The media and policymakers, while ignoring the above issue, committed the cardinal sin of focusing solely on Delhi in their narrative, ignoring the fact that in both instances, a dozen other Indian cities were listed alongside Delhi in the top 20, with ambient concentrations often in the same range. These included rapidly industrialising tier-2 and tier-3 cities such as Agra, Varanasi, Kanpur, Gwalior, Patna, Raipur and Ludhiana, many of which are earmarked to become smart cities as part of the government’s flagship urbanisation programme.
The big picture
If one were to take a step back and look at work done in satellite-based estimations of PM2.5, validated by ground monitoring data, the picture starts to look clearer. Taking off from the proverbial blind men and elephant tale, the focus on Delhi, even over the last few weeks, ensured ignorance of the vast swathe of the Indo-Gangetic plain which suffers exposures seven to 15 times above what the World Health Organisation deems safe.
The picture painted by satellite data shows us that the problem is in fact regional, with the inter-connectedness of the Indo-Gangetic plain ensuring that no action plan that ignores the states around Delhi will ever be successful in improving air quality. It also tells us that the focus now needs to extend beyond Delhi, which is quite well monitored, to these tier-2 and tier-3 towns where monitoring is sparse, awareness is non-existent, and accountability is virtually absent. Our own analysis of the data from the last year shows us that the annual variability of PM 2.5 of select cities in the Indo-Gangetic plain, in comparison with Delhi, is not very different, reaffirming the need for a regional multi-sectoral action plan, with focus on all sources of air pollution.
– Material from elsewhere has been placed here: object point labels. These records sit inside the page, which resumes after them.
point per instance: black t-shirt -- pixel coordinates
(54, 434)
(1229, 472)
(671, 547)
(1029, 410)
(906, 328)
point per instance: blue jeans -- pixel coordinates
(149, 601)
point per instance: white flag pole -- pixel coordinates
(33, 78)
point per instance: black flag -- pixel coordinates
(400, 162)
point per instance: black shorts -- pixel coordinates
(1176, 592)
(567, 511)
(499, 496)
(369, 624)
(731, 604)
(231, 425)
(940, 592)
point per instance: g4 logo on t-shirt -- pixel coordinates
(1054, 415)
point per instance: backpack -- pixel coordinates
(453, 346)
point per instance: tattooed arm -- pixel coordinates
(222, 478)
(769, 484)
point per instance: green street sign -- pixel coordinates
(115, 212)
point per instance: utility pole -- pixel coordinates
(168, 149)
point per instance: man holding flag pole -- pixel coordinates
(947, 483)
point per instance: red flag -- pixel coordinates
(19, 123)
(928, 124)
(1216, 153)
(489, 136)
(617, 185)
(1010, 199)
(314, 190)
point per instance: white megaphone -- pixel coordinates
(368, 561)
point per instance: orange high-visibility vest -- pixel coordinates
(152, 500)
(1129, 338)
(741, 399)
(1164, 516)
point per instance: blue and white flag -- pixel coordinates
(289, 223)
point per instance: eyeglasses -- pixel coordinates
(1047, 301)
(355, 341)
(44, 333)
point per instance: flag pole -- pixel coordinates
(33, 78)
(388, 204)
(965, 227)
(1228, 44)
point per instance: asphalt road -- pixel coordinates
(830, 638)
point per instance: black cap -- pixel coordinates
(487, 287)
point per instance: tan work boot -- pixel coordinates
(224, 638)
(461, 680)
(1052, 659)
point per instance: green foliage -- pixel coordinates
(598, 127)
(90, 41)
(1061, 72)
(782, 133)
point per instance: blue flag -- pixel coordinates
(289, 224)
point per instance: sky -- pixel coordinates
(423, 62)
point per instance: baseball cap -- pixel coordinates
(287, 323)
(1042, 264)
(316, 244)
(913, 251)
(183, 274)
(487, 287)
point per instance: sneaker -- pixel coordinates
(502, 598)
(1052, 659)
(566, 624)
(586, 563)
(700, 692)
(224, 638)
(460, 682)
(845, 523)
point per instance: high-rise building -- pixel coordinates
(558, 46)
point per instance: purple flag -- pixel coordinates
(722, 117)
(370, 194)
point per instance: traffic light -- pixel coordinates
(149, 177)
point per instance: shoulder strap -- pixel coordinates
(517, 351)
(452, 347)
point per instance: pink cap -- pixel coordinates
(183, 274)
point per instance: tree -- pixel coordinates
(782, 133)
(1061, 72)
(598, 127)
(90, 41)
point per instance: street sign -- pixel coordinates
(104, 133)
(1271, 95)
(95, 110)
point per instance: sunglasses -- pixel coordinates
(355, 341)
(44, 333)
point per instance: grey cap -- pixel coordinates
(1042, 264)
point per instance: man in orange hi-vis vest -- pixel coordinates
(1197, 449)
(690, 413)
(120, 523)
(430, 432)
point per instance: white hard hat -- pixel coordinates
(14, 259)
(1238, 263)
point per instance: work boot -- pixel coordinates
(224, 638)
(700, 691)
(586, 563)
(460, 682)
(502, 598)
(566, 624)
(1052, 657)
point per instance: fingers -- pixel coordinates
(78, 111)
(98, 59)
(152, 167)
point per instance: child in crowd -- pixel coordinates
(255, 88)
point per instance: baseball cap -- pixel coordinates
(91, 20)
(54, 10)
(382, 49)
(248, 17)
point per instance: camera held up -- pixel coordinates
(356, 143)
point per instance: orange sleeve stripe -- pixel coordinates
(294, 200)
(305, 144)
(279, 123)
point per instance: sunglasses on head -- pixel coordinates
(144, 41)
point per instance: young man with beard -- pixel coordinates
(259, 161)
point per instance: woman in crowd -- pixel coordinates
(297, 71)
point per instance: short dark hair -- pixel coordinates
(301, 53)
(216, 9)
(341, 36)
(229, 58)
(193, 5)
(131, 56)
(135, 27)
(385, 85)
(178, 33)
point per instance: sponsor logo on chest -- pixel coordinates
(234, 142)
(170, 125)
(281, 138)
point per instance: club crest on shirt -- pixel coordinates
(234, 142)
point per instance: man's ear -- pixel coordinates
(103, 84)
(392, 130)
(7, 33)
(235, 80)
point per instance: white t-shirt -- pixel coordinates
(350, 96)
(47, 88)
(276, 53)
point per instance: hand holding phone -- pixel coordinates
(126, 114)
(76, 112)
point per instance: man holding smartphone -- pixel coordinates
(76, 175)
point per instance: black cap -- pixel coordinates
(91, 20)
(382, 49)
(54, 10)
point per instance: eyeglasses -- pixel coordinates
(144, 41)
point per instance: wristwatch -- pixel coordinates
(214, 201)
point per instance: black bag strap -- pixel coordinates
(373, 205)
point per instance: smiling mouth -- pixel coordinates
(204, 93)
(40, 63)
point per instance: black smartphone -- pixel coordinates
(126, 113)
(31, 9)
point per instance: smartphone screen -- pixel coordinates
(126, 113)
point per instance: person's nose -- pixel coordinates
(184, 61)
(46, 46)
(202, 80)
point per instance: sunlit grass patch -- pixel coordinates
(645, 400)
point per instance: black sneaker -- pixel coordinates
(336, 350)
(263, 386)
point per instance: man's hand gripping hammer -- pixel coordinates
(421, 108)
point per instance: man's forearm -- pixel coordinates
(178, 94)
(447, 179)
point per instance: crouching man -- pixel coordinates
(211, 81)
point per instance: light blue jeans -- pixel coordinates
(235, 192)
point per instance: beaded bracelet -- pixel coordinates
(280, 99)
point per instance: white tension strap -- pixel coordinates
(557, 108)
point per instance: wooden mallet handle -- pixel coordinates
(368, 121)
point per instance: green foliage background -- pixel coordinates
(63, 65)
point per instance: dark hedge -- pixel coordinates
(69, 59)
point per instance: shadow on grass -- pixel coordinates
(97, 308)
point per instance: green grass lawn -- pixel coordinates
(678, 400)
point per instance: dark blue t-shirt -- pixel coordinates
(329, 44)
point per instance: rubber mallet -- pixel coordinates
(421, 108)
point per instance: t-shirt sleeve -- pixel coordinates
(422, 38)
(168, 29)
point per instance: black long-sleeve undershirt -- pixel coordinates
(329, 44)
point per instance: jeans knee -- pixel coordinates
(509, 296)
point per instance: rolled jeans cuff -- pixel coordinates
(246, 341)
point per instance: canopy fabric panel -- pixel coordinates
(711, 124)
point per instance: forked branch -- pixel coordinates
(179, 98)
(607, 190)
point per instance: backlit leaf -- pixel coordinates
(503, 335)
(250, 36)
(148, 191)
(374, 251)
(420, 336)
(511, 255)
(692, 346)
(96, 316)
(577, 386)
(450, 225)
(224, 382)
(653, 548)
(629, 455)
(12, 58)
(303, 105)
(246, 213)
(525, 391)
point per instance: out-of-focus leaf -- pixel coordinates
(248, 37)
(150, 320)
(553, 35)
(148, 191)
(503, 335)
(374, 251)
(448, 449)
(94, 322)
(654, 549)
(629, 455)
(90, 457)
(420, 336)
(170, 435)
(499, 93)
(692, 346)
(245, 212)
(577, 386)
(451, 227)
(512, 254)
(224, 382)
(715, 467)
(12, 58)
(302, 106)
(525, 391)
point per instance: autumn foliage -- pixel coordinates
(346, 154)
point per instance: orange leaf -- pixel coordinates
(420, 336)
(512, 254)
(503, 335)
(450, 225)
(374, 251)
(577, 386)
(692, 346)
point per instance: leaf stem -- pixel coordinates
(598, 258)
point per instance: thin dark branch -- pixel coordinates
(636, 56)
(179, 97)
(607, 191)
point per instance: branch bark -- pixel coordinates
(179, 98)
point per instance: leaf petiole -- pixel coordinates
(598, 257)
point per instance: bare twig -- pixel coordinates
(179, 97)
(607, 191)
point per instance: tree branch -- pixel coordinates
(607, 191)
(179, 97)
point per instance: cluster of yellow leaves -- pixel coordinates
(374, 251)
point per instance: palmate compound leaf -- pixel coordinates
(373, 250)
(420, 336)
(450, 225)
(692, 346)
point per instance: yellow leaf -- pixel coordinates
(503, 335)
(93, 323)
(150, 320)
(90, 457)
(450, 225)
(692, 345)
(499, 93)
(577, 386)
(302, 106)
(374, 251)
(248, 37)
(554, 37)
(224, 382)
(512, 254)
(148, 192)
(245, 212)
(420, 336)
This exercise also shows us that the need for open and accessible air quality monitoring data in tier-2 and tier-3 cities is greater than ever. There are large gaps in the data sets from these cities, and given the lack of technical manpower in the State Pollution Control Boards, a high likelihood of calibration errors as well.
The Central Pollution Control Board’s move last year to also remove historical data from its website and to move towards a 24-hour rolling average for the Air Quality Index only makes the need for data from other sources more immediate. Ultimately, what ranking cities in India has resulted in is some form of action to alleviate the woes of Delhi residents, while ignoring the vast swathe of the Indian population that continues to suffer from alarming levels of air pollution exposure.
Bhargav Krishna manages the Centre for Environmental Health at the Public Health Foundation of India, and is a co-Founder of Care for Air. Kishore Kumar Madhipatla of the Public Health Foundation of India also contributed to this article.